If you are looking to build AI tech, or just learn about it, then you will find these interesting:

  1. Artificial intelligence pioneer says we need to start over – Axios – if Hinton says it, it is worth taking note
  2. Robots Will Take Fast-Food Jobs, But Not Because of Minimum Wage Hikes | Inverse – true. Economists need to stop making such a strong link here.
  3. Artificial Intelligence 101: How to Get Started | HackerEarth Blog – a good 101 piece
  4. Deep Learning Machine Teaches Itself Chess in 72 Hours, Plays at International Master Level – MIT Technology Review – the ability of tech to learn is accelerating.
  5. Now AI Machines Are Learning to Understand Stories – MIT Technology Review – and not just accelerating, but getting deeper.
  6. Robots are coming for your job. That might not be bad news – good alternative insight from Laurie Penny.
  7. Pocket: Physicists Unleash AI to Devise Unthinkable Experiments – not surprisingly, a smart use of AI
  8. AI’s dueling definitions – O’Reilly Media – this highlights one of the problems with AI, and that it is it is a suitcase word (or term) and people fill it with what they want to fill it with
  9. A Neural Network Playground – a very nice tool to start working with AI
  10. Foxconn replaces ‘60,000 factory workers with robots’ – BBC News – there is no doubt in places like Foxconn, robots are taking jobs.
  11. 7 Steps to Mastering Machine Learning With Python – don’t be put off by this site’s design: there is good stuff here
  12. How Amazon Triggered a Robot Arms Race – Bloomberg – Amazon made a smart move with that acquisition and it is paying off
  13. When Police Use Robots to Kill People – Bloomberg this is a real moral quandary and I am certain the police aren’t the only people to be deciding on it. See also: A conversation on the ethics of Dallas police’s bomb robot – The Verge
  14. How to build and run your first deep learning network – O’Reilly Media – more good stuff on ML/DL/AI
  15. This expert thinks robots aren’t going to destroy many jobs. And that’s a problem. | The new new economy – another alternative take on robots and jobs
  16. Neural Evolution – Building a natural selection process with AI – more tutorials
  17. Uber Parking Lot Patrolled By Security Robot | Popular Science – not too long after this, one of these robots drowned in a pool in a mall. Technology: it’s not easy 🙂
  18. A Robot That Harms: When Machines Make Life Or Death Decisions : All Tech Considered : NPR – this is kinda dumb, but worth a quick read.
  19. Mathematics of Machine Learning | Mathematics | MIT OpenCourseWare – if you have the math skills, this looks promising
  20. Small Prolog | Managing organized complexity – I will always remain an AI/Prolog fan, so I am including this link.

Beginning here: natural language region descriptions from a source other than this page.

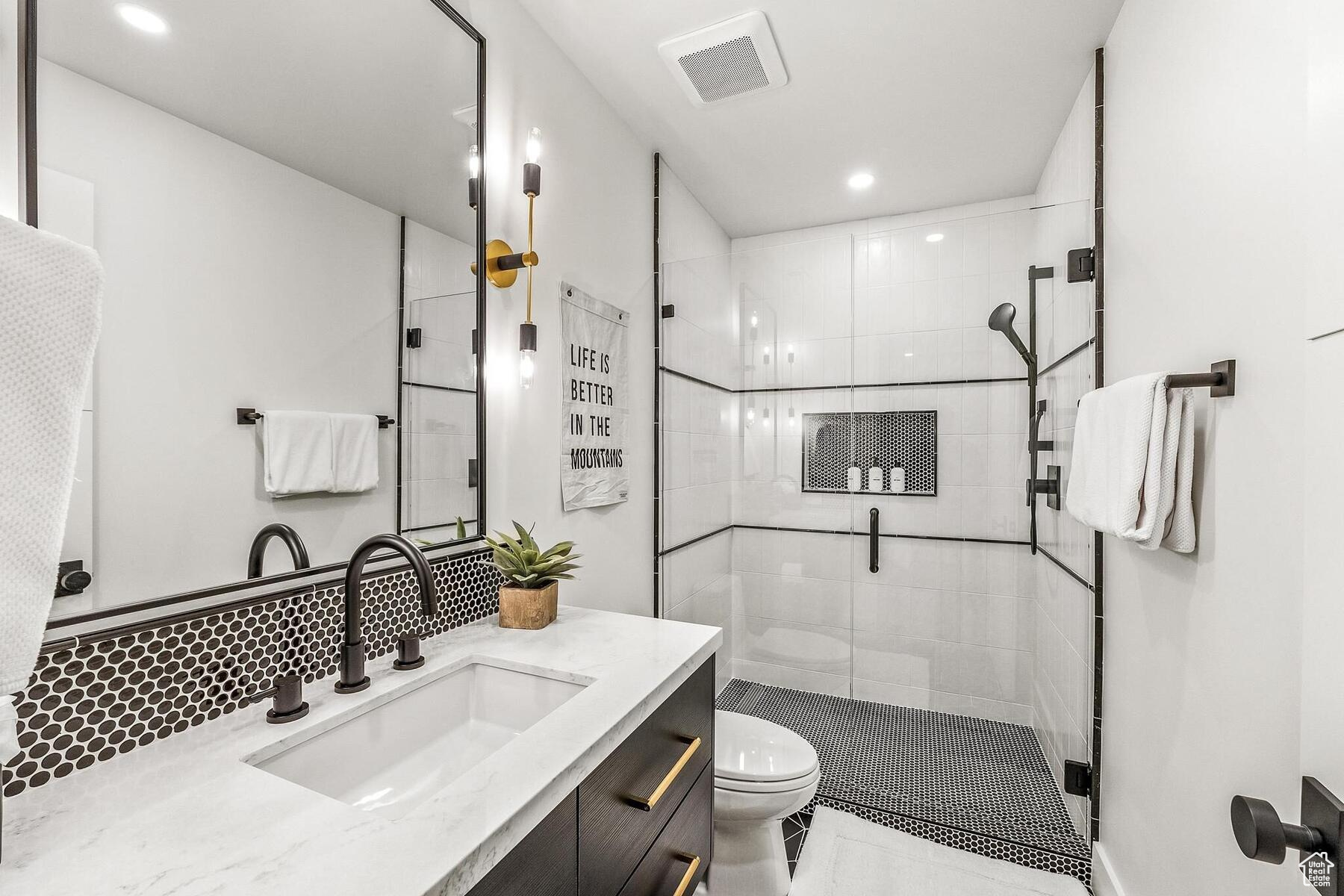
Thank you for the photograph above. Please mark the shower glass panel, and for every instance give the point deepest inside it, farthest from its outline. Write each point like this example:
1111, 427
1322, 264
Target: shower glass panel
945, 676
438, 402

  21. TensorKart: self-driving MarioKart with TensorFlow – a very cool application
  22. AI Software Learns to Make AI Software – MIT Technology Review – there is less here than it appears, but still worth reviewing
  23. How to Beat the Robots – The New York Times – meh. I think people need to learn to work with the technology, not try to defeat it. If you disagree, read this.
  24. People want to know: Why are there no good bots? – bot makers, take note.
  25. Noahpinion: Robuts takin’ jerbs
  26. globalinequality: Robotics or fascination with anthropomorphism – everyone is writing about robots and jobs, it seems.
  27. Valohai – more ML tools
  28. Seth’s Blog: 23 things artificially intelligent computers can do better/faster/cheaper than you can – like I said, everyone is writing about AI. Even Seth Godin.
  29. The Six Main Stories, As Identified by a Computer – The Atlantic – again, not a big deal, but interesting.
  30. A poet does TensorFlow – O’Reilly Media – artists will always experiment with new mediums
  31. How to train your own Object Detector with TensorFlow’s Object Detector API – more good tooling.
  32. Rise of the machines – the best – by far! – non-technical piece I have read about AI and robots.
  33. We Trained A Computer To Search For Hidden Spy Planes. This Is What It Found. – I was super impressed what Buzzfeed did here.
  34. The Best Machine Learning Resources – Machine Learning for Humans – Medium – tons of good resources here.